Für mich ist es nicht mehr so schwierig, zu essen und Nahrung in meinem Magen zu haben. Ich muss öfters zurück blicken und Vergleiche ziehen, damit es einfacher für mich ist. Vorher hatte ich Tausende Zwänge und Besessenheiten, wenn ich gegessen habe. Jetzt denke ich, dass es nur Nahrung ist. Wir brauchen Nahrung, um leben zu können und wir können uns glücklich schätzen, ein Leben zu haben. Nahrung ist wie unser Treibstoff. Vor einem halben Jahr musste ich noch ans Bett gefesselt werden und zum Essen gezwungen werden. Jetzt esse ich alleine und mehr als vorher. Ich kann jetzt sagen "Danke für den Kampf" und "Danke für das Essen" und ich meine das auch so. Ich bin ich und nicht meine Krankheit.
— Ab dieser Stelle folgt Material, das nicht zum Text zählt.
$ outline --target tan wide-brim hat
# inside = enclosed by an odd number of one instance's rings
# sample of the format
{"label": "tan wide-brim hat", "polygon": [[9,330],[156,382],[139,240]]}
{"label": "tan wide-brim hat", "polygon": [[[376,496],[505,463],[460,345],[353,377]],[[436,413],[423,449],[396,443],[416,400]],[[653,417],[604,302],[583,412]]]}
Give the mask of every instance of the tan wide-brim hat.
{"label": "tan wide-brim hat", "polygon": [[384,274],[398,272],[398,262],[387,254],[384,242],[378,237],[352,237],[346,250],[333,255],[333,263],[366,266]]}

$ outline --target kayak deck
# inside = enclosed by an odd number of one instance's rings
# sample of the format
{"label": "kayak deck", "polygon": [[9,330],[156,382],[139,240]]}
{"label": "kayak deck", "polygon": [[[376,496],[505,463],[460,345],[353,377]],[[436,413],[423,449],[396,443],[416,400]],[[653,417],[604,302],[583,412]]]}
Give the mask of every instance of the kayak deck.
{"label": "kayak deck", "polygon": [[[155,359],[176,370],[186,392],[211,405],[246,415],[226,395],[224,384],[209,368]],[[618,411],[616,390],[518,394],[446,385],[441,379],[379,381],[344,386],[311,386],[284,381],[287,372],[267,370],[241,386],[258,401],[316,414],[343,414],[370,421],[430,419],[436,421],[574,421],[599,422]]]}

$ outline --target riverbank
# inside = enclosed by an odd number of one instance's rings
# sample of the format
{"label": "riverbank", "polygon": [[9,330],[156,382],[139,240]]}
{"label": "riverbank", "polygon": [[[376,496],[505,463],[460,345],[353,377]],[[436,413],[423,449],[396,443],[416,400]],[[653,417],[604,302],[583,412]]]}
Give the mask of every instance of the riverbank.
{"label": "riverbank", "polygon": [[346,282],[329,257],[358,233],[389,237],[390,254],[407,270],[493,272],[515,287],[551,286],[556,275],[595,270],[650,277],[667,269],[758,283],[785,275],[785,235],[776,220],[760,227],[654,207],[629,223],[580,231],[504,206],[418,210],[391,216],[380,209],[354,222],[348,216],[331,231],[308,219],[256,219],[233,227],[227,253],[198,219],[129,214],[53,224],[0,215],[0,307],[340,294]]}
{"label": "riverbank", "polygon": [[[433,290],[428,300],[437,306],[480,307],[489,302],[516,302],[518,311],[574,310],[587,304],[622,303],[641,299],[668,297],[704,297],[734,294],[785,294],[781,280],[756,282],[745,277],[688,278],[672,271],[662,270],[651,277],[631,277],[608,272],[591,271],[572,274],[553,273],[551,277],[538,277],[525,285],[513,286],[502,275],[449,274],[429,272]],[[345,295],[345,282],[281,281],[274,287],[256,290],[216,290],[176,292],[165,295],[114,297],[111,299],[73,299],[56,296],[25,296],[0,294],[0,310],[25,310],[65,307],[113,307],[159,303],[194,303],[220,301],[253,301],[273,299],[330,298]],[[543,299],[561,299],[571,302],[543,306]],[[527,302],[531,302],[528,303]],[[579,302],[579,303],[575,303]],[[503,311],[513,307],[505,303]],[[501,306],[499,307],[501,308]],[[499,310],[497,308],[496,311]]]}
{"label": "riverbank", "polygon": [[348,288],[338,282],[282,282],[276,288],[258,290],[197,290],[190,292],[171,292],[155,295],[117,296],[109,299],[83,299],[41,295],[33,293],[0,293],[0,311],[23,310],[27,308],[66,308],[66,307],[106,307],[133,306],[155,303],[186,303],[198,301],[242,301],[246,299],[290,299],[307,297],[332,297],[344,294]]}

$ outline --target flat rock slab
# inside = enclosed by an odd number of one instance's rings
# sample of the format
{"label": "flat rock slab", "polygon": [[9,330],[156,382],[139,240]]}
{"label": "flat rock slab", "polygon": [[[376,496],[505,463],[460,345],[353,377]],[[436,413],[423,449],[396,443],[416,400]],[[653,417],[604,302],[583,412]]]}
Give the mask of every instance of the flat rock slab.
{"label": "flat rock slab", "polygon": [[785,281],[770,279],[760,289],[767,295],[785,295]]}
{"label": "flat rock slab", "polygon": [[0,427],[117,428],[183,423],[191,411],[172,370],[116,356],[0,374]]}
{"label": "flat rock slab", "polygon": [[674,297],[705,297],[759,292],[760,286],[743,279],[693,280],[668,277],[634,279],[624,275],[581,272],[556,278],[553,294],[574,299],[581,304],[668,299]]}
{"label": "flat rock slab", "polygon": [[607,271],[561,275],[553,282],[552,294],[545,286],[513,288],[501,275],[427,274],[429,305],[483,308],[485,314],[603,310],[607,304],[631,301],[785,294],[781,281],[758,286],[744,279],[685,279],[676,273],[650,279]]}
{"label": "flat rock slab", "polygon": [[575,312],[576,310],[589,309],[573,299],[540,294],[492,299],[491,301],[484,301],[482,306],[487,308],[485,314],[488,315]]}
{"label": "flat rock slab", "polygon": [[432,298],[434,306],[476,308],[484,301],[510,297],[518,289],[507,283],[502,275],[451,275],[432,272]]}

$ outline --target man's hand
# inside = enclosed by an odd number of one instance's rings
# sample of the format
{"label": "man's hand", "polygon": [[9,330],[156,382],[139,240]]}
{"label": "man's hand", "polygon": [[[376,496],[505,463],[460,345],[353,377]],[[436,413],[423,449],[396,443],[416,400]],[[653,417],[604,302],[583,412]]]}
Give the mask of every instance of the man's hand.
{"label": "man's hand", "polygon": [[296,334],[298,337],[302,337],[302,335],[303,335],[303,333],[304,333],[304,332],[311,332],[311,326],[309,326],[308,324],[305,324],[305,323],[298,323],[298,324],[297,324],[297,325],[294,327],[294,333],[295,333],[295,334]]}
Ich habe mich hingesetzt und etwas genauer die Veränderungen betrachtet. Ich habe ein paar Sachen aufgeschrieben:
- ich kann essen und es im Magen behalten, ohne Panik zu entwickeln und nach destruktiven Gedanken zu handeln
- ich habe keine zwanghaften Besessenheiten mehr, ich muss nicht mehr stundenlang trainieren, wie ich das Jahre lang gemacht habe
- ich laufe nicht mehr davon, indem ich eine Überdosis Tabletten schlucke, mich verletzte oder sowas in der Art. Ich kann um Hilfe beten (ich habe noch immer mit der Selbstverletzung zu kämpfen, aber nicht so wie vorher)
- wenn ich einens chlechten Tag habe, dann ist es leichter für mich, wieder auf die richtige Bahn zu kommen
- ich denke viel gesünder
- ich bin glücklicher mit mir selber und möchte mich um mich kümmern
- ich denke, dass ich es verdiene, mich gut zu fühlen


Mittwoch, 6. Juni 2012

Das Leben ist ein Geschenk

Eine betreute Wohngruppe ist immer noch eine Option, aber ich werde meine Behandlung hier fortsetzen. Der Kampf geht weiter, ich wähle das Leben und nicht die Essstörung. Ich werde meine Ziele erreichen. Ich werde es mir und allen anderen beweisen.
Gestern wurde mir bewusst, dass ich wieder die Wahl habe. Ich hab das vergessen. Ich habe vergessen, dass ich auf dem Fahrersitz sitze und die Richtung bestimme. Nicht meine Essstörung. Das weiß ich jetzt und ich weiß, was ich machen muss, damit es besser wird. Ich muss einfach auf Autopilot schalten und es tun. Ich sehe das Leben wieder als Geschenk an. Ich kann mich glücklich schätzen, dass ich überhaupt Lebe. Jeder Tag ist ein Geschenk. Jeden Tag bekommt man viele Geschenke: Eine Umarmung, ein Gespräch, etwas neues, einen netten Kommentar, eine schöne Erfahrung. Der Tag ist voller Geschenke, man muss es nur auch so sehen.

Ich bin wieder voller Tatendrang und muss jetzt kämpfen. Zunehmen ist das Ziel. Ich denk an die ganzen Dinge, die ich machen kann, wenn mein BMI höher ist. Derzeit liegt er ungefähr bei 12. Ich freue mich auf diese Dinge!